The Chemical Facility Anti-Terrorism Standards (CFATS) were set by the Department of Homeland Security (DHS) and authorized by Congress in 2007. President Obama signed them into law on December 19, 2014. The law centers around the Terrorist Attacks Act of 2014, which was designed to protect and secure chemical facilities from the threat of terrorist strikes.
Since last fall, a new methodology for determining which facilities are high-risk has been rolled out by the DHS. All facilities that previously reported to the DHS are resubmitting their information to be processed using this streamlined, well-informed risk assessment.

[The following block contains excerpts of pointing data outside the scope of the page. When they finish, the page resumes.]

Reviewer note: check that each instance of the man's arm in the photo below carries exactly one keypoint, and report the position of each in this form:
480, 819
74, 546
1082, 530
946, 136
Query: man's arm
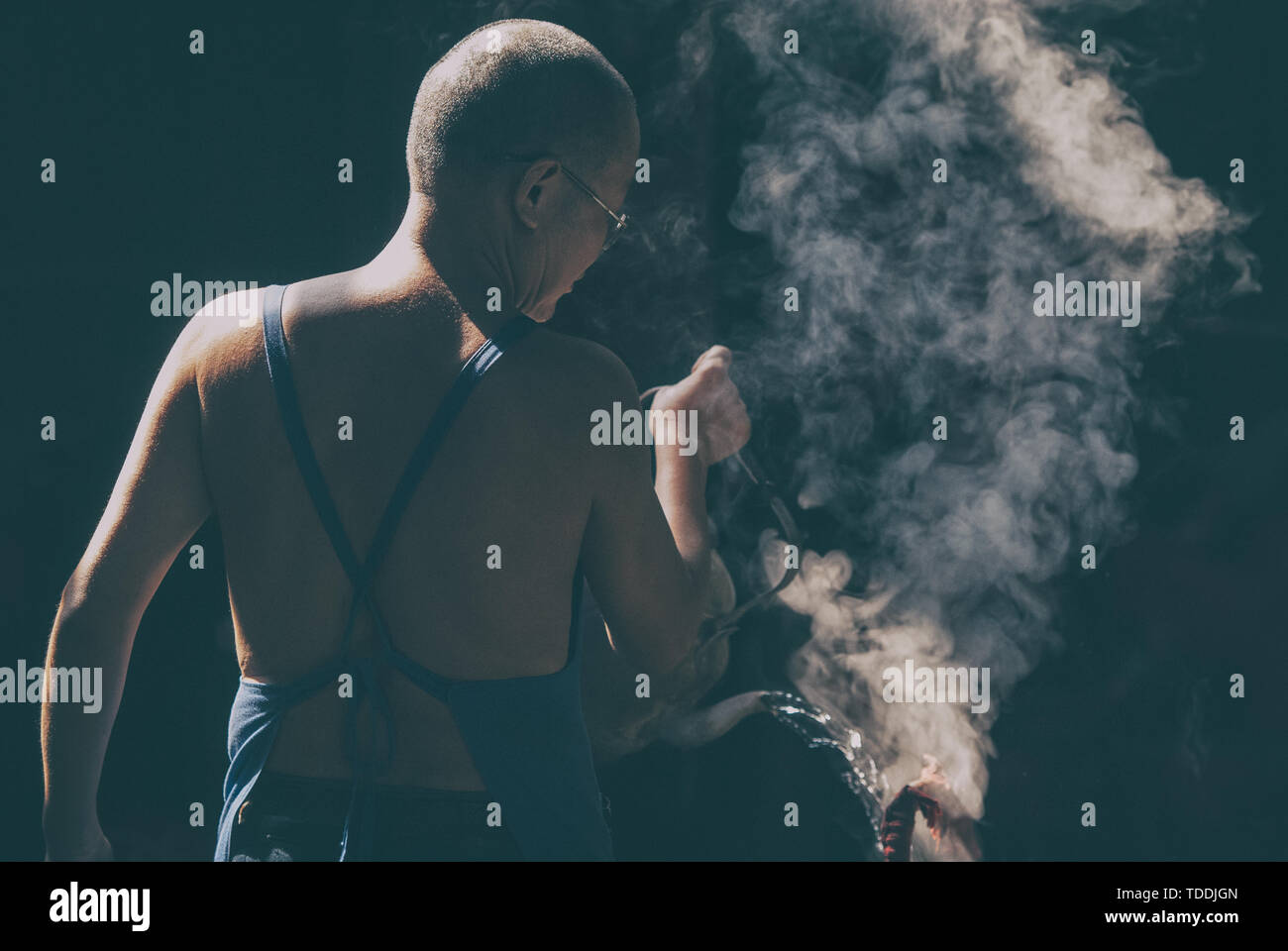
159, 501
647, 552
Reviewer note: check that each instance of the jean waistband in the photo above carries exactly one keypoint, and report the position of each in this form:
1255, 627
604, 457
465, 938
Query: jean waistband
326, 800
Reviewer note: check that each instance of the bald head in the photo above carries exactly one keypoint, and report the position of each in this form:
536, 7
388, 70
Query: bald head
518, 86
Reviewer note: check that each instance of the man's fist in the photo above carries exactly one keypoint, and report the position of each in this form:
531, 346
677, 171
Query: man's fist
722, 423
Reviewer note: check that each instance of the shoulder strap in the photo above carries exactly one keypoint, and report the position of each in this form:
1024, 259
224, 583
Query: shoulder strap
279, 371
287, 402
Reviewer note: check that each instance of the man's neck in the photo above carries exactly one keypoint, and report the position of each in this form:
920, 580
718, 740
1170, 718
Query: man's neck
421, 264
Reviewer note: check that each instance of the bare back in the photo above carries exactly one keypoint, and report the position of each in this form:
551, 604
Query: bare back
514, 472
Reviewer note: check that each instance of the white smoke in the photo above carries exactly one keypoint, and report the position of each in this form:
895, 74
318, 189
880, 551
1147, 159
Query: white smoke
917, 302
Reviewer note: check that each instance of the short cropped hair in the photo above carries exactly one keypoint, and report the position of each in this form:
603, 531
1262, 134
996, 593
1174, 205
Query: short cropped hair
516, 86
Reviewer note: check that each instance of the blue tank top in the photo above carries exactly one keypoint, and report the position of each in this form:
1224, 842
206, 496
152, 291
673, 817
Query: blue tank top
526, 735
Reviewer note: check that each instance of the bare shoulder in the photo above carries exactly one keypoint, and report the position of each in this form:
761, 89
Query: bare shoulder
227, 337
581, 371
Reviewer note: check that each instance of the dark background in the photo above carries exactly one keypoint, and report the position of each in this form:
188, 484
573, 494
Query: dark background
223, 166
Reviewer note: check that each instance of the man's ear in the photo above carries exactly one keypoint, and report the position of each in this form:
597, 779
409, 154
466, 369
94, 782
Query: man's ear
533, 191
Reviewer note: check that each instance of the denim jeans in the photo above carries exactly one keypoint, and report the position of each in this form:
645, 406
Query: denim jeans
296, 818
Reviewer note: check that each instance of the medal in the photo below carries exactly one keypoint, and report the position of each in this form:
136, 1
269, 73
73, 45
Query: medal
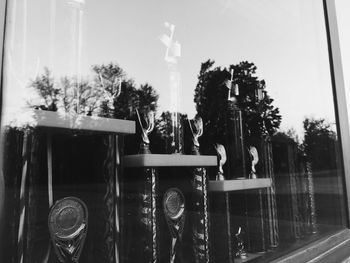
68, 224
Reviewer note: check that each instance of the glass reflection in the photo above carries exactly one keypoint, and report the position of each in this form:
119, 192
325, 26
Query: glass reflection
255, 72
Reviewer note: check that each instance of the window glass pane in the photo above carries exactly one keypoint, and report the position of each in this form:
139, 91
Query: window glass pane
343, 8
167, 131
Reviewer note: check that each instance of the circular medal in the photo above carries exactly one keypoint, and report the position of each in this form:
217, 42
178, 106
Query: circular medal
174, 203
67, 218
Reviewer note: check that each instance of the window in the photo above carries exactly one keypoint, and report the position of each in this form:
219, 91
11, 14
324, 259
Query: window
202, 131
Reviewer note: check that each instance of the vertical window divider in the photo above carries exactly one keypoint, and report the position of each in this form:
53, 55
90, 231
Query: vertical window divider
338, 84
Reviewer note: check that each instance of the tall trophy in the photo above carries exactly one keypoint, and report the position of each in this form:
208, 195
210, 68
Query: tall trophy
240, 253
199, 200
221, 152
235, 150
148, 192
68, 224
254, 159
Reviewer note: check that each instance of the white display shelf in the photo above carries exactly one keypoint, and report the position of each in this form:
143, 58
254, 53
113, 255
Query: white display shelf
169, 160
50, 119
239, 184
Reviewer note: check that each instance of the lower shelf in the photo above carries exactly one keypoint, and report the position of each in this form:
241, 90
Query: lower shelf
239, 184
169, 160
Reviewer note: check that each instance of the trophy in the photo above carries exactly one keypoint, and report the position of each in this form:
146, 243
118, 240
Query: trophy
174, 211
199, 199
146, 128
254, 159
235, 149
220, 149
240, 253
196, 127
68, 224
147, 207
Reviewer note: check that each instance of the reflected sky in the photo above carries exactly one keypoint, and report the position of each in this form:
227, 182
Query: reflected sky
285, 39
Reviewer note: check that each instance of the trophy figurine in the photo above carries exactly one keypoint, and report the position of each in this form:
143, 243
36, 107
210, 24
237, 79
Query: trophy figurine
147, 126
254, 158
196, 127
220, 149
199, 199
240, 253
174, 211
68, 224
148, 193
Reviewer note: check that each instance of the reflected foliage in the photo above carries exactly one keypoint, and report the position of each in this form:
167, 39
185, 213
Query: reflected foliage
260, 116
109, 94
320, 144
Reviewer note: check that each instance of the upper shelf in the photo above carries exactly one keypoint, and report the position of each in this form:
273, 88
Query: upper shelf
166, 160
239, 184
50, 119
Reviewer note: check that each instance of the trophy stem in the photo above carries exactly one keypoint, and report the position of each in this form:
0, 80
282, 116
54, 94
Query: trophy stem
20, 239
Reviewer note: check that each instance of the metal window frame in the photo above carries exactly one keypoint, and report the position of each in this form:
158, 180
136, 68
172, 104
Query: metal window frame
336, 70
2, 39
335, 246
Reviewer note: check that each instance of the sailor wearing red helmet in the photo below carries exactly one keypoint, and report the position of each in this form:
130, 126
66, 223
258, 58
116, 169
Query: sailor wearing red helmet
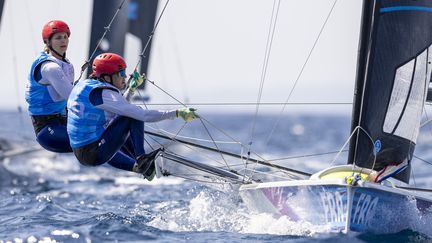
50, 83
104, 127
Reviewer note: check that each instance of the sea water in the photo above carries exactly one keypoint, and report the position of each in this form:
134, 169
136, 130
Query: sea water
48, 197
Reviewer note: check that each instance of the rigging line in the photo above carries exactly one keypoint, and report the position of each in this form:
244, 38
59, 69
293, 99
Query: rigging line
231, 154
151, 35
107, 28
270, 36
28, 15
201, 117
427, 162
214, 143
241, 144
306, 155
186, 145
300, 73
285, 176
15, 65
247, 103
191, 138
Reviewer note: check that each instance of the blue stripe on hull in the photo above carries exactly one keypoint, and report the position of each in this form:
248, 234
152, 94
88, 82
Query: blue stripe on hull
406, 8
372, 210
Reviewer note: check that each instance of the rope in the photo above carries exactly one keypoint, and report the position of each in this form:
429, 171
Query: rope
151, 35
191, 138
300, 73
107, 28
246, 103
270, 36
307, 155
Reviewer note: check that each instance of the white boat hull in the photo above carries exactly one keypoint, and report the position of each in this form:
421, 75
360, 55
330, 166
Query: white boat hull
367, 207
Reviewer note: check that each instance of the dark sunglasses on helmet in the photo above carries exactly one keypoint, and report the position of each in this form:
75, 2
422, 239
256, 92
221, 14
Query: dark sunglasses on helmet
122, 73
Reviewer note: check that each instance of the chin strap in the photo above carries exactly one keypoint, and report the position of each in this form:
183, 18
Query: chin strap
63, 56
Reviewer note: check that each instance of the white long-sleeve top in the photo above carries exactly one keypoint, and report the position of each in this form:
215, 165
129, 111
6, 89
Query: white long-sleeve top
59, 77
114, 104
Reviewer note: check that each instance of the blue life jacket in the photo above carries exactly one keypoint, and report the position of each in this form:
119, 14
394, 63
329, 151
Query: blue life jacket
37, 95
86, 123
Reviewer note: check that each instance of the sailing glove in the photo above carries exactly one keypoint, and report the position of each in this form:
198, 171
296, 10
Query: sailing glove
136, 80
187, 114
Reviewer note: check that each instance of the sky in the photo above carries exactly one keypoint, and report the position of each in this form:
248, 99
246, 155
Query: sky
208, 51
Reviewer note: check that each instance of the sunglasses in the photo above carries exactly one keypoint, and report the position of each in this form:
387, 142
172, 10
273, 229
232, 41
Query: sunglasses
122, 73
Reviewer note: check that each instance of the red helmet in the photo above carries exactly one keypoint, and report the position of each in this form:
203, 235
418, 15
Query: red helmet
108, 64
54, 26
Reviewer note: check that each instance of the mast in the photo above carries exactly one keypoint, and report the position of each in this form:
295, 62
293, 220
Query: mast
362, 55
142, 16
103, 11
394, 70
1, 8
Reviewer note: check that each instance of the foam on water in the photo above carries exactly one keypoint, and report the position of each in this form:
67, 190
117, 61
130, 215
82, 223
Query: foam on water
217, 211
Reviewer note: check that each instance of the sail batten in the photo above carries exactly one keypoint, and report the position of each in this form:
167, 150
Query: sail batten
1, 8
393, 76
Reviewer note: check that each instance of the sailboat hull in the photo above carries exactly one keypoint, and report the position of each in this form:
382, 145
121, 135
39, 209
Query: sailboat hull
368, 207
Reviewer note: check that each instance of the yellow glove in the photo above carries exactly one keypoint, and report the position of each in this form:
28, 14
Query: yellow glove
187, 114
136, 80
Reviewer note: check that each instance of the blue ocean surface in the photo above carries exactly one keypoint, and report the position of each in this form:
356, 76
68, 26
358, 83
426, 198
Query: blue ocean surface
48, 197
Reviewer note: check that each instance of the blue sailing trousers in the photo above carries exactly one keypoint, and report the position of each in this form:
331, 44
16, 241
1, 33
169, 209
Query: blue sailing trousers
119, 145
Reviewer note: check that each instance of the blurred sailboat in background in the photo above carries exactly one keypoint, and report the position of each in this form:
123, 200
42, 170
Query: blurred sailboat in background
138, 23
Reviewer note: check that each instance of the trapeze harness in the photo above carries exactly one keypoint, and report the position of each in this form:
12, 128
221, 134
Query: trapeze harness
47, 107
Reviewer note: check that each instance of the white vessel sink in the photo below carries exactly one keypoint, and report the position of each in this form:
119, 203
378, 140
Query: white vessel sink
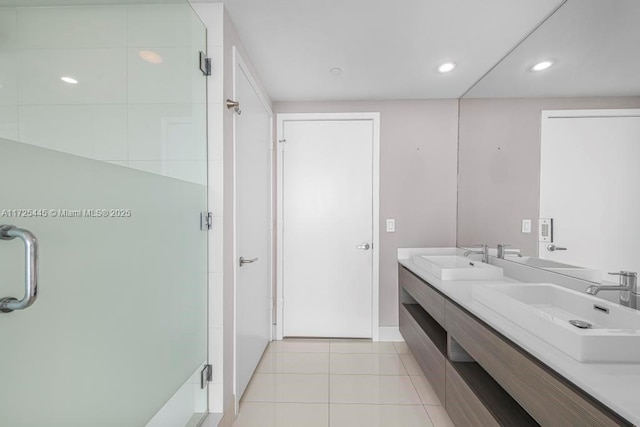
545, 310
455, 267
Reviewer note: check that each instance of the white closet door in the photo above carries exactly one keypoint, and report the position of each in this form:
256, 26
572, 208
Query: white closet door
328, 228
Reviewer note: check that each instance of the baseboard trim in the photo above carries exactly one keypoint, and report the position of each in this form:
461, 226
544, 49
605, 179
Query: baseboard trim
389, 333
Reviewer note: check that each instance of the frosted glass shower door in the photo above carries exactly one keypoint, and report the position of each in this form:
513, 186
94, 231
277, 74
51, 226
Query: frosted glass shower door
109, 175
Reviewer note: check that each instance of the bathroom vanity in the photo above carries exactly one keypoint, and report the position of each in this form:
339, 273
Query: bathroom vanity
487, 370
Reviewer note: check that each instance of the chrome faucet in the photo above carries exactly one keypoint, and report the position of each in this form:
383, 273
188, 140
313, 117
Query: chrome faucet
484, 251
628, 287
502, 251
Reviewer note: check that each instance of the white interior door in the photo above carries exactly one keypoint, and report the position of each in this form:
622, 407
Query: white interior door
327, 233
588, 185
253, 231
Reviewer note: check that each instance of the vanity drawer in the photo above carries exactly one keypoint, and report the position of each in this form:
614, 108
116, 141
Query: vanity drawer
429, 357
425, 295
549, 399
462, 405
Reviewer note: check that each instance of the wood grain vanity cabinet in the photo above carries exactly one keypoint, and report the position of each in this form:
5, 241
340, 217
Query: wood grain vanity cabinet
505, 386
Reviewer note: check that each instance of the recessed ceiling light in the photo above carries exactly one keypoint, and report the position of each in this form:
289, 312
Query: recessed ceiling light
446, 67
150, 57
69, 80
542, 66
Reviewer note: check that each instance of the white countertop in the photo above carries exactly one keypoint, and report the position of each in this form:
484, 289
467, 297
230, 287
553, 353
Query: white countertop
615, 385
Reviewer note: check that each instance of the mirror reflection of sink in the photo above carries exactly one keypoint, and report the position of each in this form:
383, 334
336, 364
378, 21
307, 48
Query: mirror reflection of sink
455, 267
558, 315
560, 268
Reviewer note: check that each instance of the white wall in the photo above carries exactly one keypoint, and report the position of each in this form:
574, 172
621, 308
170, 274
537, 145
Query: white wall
499, 180
418, 178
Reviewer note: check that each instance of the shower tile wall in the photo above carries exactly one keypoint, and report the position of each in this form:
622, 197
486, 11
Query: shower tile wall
124, 110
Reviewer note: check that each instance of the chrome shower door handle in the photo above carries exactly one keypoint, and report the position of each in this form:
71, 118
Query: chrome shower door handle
247, 261
9, 304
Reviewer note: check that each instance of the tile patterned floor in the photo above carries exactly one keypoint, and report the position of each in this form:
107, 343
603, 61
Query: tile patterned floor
340, 383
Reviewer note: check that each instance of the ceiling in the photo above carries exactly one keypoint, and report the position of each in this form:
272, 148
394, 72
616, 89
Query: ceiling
386, 50
594, 46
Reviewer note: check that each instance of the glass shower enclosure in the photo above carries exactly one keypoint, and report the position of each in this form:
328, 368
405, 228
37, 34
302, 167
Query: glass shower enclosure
103, 262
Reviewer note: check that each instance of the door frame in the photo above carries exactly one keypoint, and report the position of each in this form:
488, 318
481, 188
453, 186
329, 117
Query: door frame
375, 281
238, 62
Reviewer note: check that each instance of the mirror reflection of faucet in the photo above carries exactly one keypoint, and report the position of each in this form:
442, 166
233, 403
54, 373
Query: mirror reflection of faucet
503, 251
628, 287
484, 251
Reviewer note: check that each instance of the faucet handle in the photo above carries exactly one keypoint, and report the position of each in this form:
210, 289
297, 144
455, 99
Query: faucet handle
623, 273
627, 278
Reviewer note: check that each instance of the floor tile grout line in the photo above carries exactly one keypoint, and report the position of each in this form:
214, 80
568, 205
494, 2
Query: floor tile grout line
329, 391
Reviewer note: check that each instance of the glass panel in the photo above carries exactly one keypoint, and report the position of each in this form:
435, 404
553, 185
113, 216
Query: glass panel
110, 174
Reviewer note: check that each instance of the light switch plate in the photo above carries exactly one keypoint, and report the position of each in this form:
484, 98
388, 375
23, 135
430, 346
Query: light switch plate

Here’s what chemical facilities should know about CFATS requirements:
- Facilities required to comply with at least some provisions of the CFATS regulation are: chemical manufacturing, storage and distribution; energy and utilities; agriculture and food; paints and coatings; explosives; mining; electronics; plastics; and healthcare.
- Transportation Worker Identification Credential (TWIC) cards are another DHS-issued security credential approved to cover this requirement.
- DHS requires CFATS-regulated facilities to conduct a background check that includes the following four measures:
- Measures designed to verify and validate identity
- Measures designed to check criminal history
- Measures designed to verify and validate legal authorization to work
- Measures designed to identify people with terrorist ties (a check of the Terrorist Screening Database (TSDB). This is a governmental function and is not available to DISA.